Many thousands of tourists come to Alabama’s Gulf Coast every year, most to take advantage of its fine weather and beautiful beaches. But there is so much to see and do beyond the beach, and today I visited one of the area’s most fascinating attractions, Alligator Alley.
Wesley Moore founded Alligator Alley in 2004, restoring sveral acres of natural cypress swampland that he owned back to its original purpose. Alligators have always been at home in this kind of habitat, and Moore decided to augment the gator population on his land with rescued alligators from other parts of the Southeast. Today there are some 170 gators at the farm, many of whom were brought to the sanctuary after being declared nuissances in populated areas.
I lost track of the number of gators I saw during my visit, which included a walk around the elevated boardwalk that Moore and friends built through the swamp. many of the are hidden just below the surface of the water, but I saw dozens sitting lazily on the higher ground as well. One gator at the site is particularly notorious: Nicknamed ‘Captain Crunch,’ this 13.5-foot, 900-pound reptile has the most forceful bite on record of any animal on earth. When his jaws snap down on a bit of prey or other piece of food, they exgert 2,982 pounds of force. (It takes 400-500 pounds of force to break a human’s leg.)

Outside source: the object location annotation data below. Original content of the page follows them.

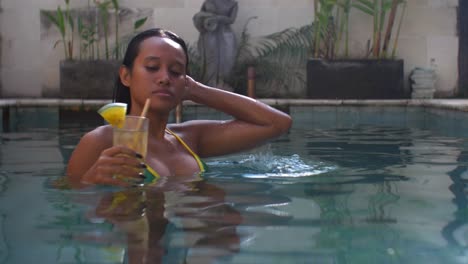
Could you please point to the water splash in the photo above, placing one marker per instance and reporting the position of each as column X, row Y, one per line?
column 264, row 164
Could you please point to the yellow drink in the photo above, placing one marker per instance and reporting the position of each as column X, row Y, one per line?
column 132, row 134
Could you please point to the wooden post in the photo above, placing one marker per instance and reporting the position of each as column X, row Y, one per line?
column 6, row 119
column 251, row 82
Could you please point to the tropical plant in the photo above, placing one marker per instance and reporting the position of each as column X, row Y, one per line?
column 88, row 30
column 378, row 9
column 279, row 59
column 65, row 25
column 332, row 22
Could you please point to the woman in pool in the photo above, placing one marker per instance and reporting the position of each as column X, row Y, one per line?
column 155, row 67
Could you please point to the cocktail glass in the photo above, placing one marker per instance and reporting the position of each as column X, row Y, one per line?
column 132, row 134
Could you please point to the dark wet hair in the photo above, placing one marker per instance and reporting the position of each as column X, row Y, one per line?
column 122, row 92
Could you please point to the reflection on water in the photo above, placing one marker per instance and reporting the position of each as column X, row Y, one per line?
column 347, row 194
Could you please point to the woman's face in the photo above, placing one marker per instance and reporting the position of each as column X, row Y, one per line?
column 158, row 73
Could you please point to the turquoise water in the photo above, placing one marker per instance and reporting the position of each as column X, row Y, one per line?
column 346, row 185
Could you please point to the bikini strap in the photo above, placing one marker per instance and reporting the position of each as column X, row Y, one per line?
column 199, row 161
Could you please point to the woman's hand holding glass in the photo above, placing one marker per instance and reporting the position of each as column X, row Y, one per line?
column 117, row 160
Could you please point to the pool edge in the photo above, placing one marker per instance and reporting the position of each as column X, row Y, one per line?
column 452, row 104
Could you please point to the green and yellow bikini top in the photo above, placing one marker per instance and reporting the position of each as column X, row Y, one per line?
column 151, row 176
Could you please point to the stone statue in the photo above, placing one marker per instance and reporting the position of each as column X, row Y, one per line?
column 217, row 42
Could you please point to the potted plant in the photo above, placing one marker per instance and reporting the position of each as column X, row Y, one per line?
column 89, row 69
column 278, row 60
column 333, row 74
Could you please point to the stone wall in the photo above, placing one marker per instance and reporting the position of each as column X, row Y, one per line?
column 31, row 64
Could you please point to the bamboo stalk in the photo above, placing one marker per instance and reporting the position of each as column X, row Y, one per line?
column 391, row 21
column 395, row 44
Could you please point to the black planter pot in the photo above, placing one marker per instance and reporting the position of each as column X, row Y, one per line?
column 355, row 79
column 88, row 79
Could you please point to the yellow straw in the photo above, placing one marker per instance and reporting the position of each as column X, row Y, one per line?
column 143, row 113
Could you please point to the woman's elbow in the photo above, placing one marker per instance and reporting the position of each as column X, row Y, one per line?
column 283, row 124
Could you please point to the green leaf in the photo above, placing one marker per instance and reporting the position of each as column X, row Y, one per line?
column 369, row 11
column 115, row 3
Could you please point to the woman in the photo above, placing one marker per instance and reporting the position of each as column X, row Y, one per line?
column 155, row 67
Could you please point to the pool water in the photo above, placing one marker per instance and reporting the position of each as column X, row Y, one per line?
column 345, row 185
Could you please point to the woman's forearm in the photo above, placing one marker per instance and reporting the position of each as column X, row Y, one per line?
column 240, row 107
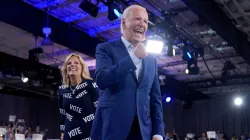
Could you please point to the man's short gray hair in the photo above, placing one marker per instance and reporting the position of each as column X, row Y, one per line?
column 126, row 13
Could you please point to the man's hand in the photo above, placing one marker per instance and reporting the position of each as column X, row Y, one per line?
column 140, row 51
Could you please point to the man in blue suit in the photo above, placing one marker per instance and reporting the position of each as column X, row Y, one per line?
column 130, row 103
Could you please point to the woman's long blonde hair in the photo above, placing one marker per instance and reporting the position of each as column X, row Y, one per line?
column 85, row 70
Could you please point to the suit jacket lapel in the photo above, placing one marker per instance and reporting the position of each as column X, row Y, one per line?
column 143, row 70
column 122, row 50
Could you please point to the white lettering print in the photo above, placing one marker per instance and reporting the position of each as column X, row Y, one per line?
column 75, row 108
column 94, row 85
column 69, row 117
column 67, row 95
column 62, row 111
column 81, row 94
column 87, row 138
column 89, row 118
column 83, row 85
column 95, row 103
column 75, row 132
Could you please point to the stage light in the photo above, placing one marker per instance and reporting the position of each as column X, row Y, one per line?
column 189, row 55
column 186, row 71
column 238, row 101
column 168, row 99
column 171, row 50
column 90, row 8
column 24, row 79
column 117, row 13
column 113, row 12
column 154, row 46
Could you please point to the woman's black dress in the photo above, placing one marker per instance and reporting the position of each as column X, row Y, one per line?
column 77, row 108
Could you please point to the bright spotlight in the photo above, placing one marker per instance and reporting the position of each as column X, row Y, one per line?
column 154, row 46
column 168, row 99
column 25, row 79
column 189, row 55
column 238, row 101
column 117, row 13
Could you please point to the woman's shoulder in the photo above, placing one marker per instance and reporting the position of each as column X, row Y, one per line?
column 91, row 83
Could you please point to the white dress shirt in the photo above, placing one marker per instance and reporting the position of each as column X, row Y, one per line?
column 138, row 64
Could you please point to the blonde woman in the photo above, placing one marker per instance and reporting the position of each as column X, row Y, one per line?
column 77, row 99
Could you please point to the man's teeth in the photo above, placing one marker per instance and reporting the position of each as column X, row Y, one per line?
column 139, row 31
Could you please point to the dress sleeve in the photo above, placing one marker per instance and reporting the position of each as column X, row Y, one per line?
column 62, row 111
column 94, row 93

But the highlight of a visit to Alligator Alley is feeding time — three times a day, employees come out to do demonstration feedings with the alligators. My guide Evan crossed the safety fence and approached a riverbead full of hungry gators, armed with a long stick and cooler full of pork bits. To watch him feed these massive predators was both terrifying and amazing, as they would lunge out of the water with open jaws when he raised his arm with a fistfull of food. My favorite part was the satisfying ‘plunk’ sound that the gator jaws made as the snapped shut around the hunks of meat.
Feeding time
‘Captain Crunch’
Your correspondant wrestles a baby gator.
A gator ruminating in the cypress swamp.